使用给定的值对输入的序列信号进行“屏蔽”，用以定位需要跳过的时间步

对于输入张量的时间步，即输入张量的第1维度（维度从0开始算，见例子），如果输入张量在该时间步上都等于mask_value，则该时间步将在模型接下来的所有层（只要支持masking）被跳过（屏蔽）。

如果模型接下来的一些层不支持masking，却接受到masking过的数据，则抛出异常。

例子

考虑输入数据x是一个形如(samples,timesteps,features)的张量，现将其送入LSTM层。因为你缺少时间步为3和5的信号，所以你希望将其掩盖。这时候应该：

赋值x[:,3,:] = 0.，x[:,5,:] = 0.

在LSTM层之前插入mask_value=0.的Masking层

model = Sequential()
model.add(Masking(mask_value=0., input_shape=(timesteps, features)))
model.add(LSTM(32))

卷积层

Conv1D层

keras.layers.convolutional.Conv1D(filters, kernel_size, strides=1, padding='valid', dilation_rate=1, activation=None, use_bias=True, kernel_initializer='glorot_uniform', bias_initializer='zeros', kernel_regularizer=None, bias_regularizer=None, activity_regularizer=None, kernel_constraint=None, bias_constraint=None)

一维卷积层（即时域卷积），用以在一维输入信号上进行邻域滤波。当使用该层作为首层时，需要提供关键字参数input_shape。例如(10,128)代表一个长为10的序列，序列中每个信号为128向量。而(None, 128)代表变长的128维向量序列。

该层生成将输入信号与卷积核按照单一的空域（或时域）方向进行卷积。如果use_bias=True，则还会加上一个偏置项，若activation不为None，则输出为经过激活函数的输出。

【Tips】可以将Convolution1D看作Convolution2D的快捷版，对例子中（10，32）的信号进行1D卷积相当于对其进行卷积核为（filter_length, 32）的2D卷积。

Conv2D层

keras.layers.convolutional.Conv2D(filters, kernel_size, strides=(1, 1), padding='valid', data_format=None, dilation_rate=(1, 1), activation=None, use_bias=True, kernel_initializer='glorot_uniform', bias_initializer='zeros', kernel_regularizer=None, bias_regularizer=None, activity_regularizer=None, kernel_constraint=None, bias_constraint=None)
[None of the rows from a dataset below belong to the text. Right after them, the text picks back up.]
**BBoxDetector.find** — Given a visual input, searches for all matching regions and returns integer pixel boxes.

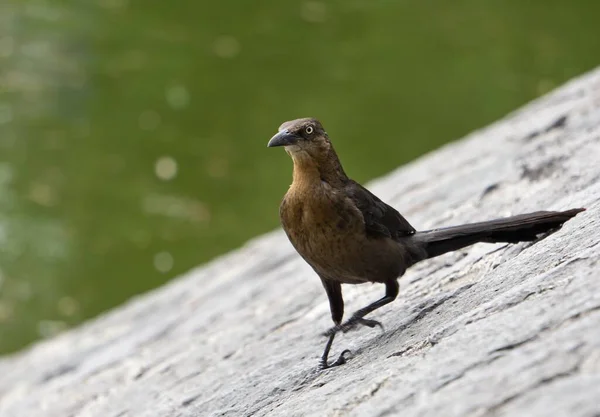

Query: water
[0,0,600,353]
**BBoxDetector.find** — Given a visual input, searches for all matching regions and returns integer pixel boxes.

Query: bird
[267,118,585,369]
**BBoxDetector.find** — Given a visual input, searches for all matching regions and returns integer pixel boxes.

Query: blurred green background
[0,0,600,353]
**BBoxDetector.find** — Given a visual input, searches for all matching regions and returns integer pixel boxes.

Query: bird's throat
[290,150,347,186]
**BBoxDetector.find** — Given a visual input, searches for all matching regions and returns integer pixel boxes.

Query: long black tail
[412,208,585,258]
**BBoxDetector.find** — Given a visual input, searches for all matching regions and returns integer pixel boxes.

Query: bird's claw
[319,349,352,371]
[323,316,384,336]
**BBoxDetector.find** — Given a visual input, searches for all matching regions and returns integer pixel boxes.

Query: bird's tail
[413,208,585,258]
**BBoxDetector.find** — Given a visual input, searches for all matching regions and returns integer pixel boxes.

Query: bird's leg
[319,333,350,369]
[325,280,400,337]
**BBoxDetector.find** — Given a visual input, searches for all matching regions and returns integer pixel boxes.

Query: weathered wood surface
[0,70,600,417]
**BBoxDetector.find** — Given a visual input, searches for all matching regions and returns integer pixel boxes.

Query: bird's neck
[291,147,348,187]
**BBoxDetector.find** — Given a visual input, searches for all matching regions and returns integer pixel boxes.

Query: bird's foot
[324,316,384,336]
[319,349,352,371]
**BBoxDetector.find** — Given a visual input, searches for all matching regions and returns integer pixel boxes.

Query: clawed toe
[319,349,352,370]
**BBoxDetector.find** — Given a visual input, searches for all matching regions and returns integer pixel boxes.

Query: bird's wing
[345,180,415,238]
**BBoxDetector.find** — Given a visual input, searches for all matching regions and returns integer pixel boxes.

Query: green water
[0,0,600,353]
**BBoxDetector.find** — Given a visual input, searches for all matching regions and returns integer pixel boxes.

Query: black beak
[267,129,300,148]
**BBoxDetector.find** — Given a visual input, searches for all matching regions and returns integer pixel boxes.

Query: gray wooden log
[0,70,600,417]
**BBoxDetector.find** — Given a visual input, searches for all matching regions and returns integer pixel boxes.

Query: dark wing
[344,180,416,238]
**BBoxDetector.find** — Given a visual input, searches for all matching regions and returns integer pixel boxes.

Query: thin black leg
[325,280,400,336]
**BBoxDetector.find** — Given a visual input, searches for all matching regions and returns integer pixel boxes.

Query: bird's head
[267,118,331,158]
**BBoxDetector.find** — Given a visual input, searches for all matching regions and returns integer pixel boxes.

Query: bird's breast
[280,181,366,276]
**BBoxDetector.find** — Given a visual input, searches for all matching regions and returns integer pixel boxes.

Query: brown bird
[267,118,585,369]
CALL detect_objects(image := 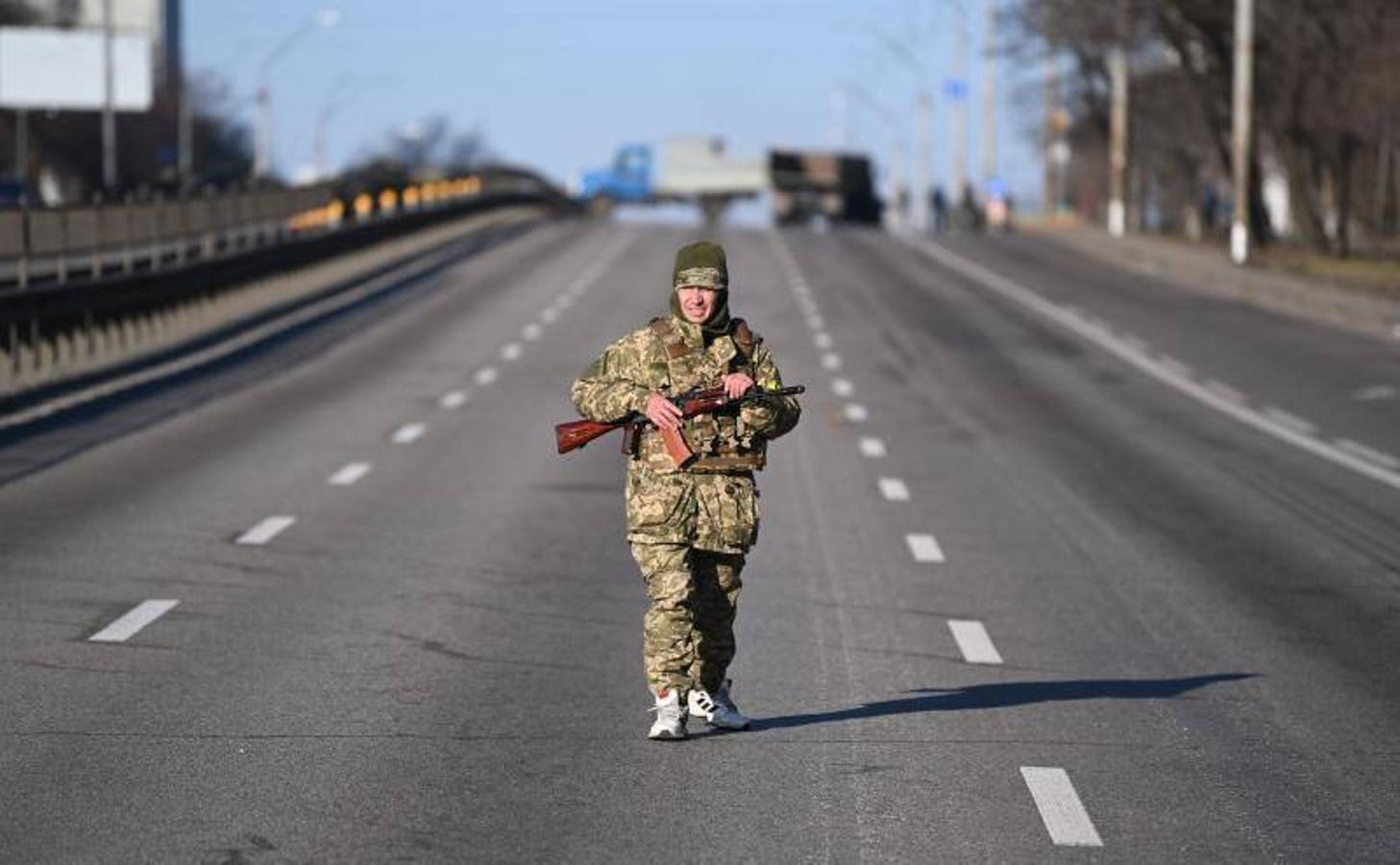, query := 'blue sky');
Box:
[184,0,1039,207]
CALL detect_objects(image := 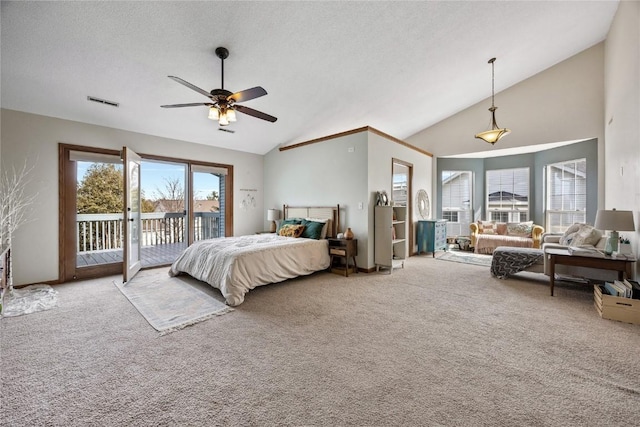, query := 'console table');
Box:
[417,219,448,258]
[545,249,635,296]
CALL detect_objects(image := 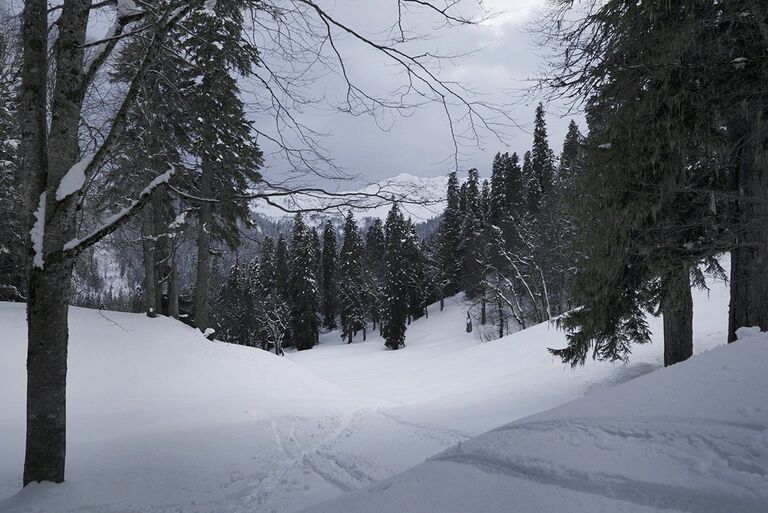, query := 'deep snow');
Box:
[307,328,768,513]
[0,270,752,513]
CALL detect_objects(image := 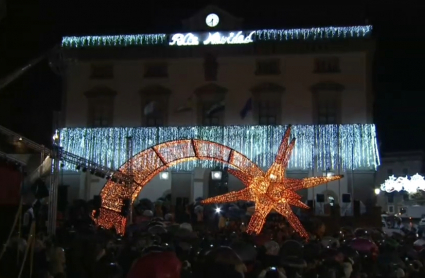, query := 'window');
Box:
[258,101,278,125]
[251,82,285,125]
[144,63,168,78]
[314,57,340,73]
[255,59,280,75]
[202,102,224,126]
[317,99,338,125]
[140,85,171,127]
[194,83,227,126]
[90,64,114,79]
[85,87,116,127]
[311,82,344,125]
[204,53,218,81]
[91,99,112,127]
[144,101,165,127]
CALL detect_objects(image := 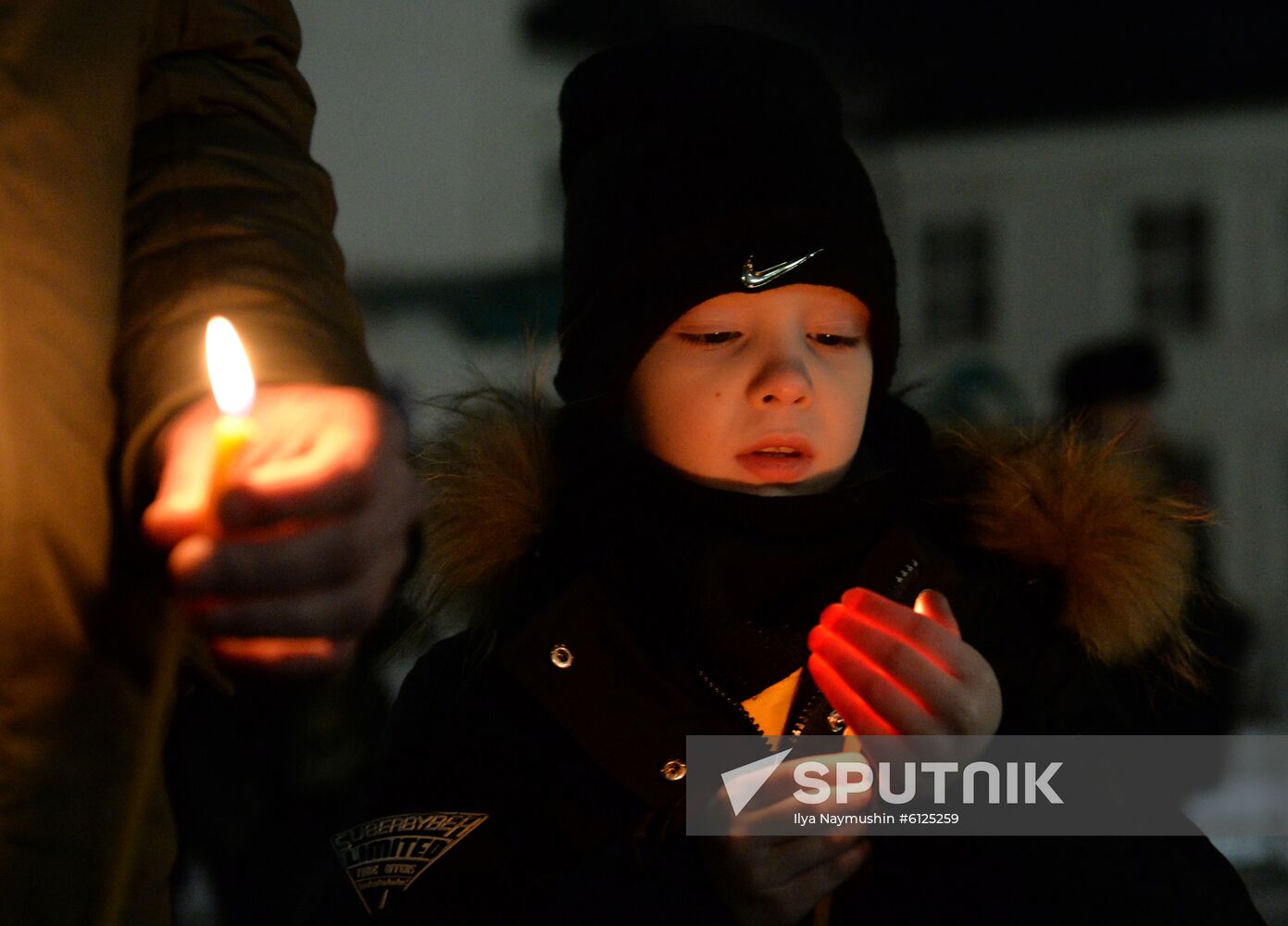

二维卷积层，即对图像的空域卷积。该层对二维输入进行滑动窗卷积，当使用该层作为第一层时，应提供input_shape参数。例如input_shape = (128,128,3)代表128*128的彩色RGB图像（data_format=’channels_last’）

SeparableConv2D层

keras.layers.convolutional.SeparableConv2D(filters, kernel_size, strides=(1, 1), padding='valid', data_format=None, depth_multiplier=1, activation=None, use_bias=True, depthwise_initializer='glorot_uniform', pointwise_initializer='glorot_uniform', bias_initializer='zeros', depthwise_regularizer=None, pointwise_regularizer=None, bias_regularizer=None, activity_regularizer=None, depthwise_constraint=None, pointwise_constraint=None, bias_constraint=None)

该层是在深度方向上的可分离卷积。

可分离卷积首先按深度方向进行卷积（对每个输入通道分别卷积），然后逐点进行卷积，将上一步的卷积结果混合到输出通道中。参数depth_multiplier控制了在depthwise卷积（第一步）的过程中，每个输入通道信号产生多少个输出通道。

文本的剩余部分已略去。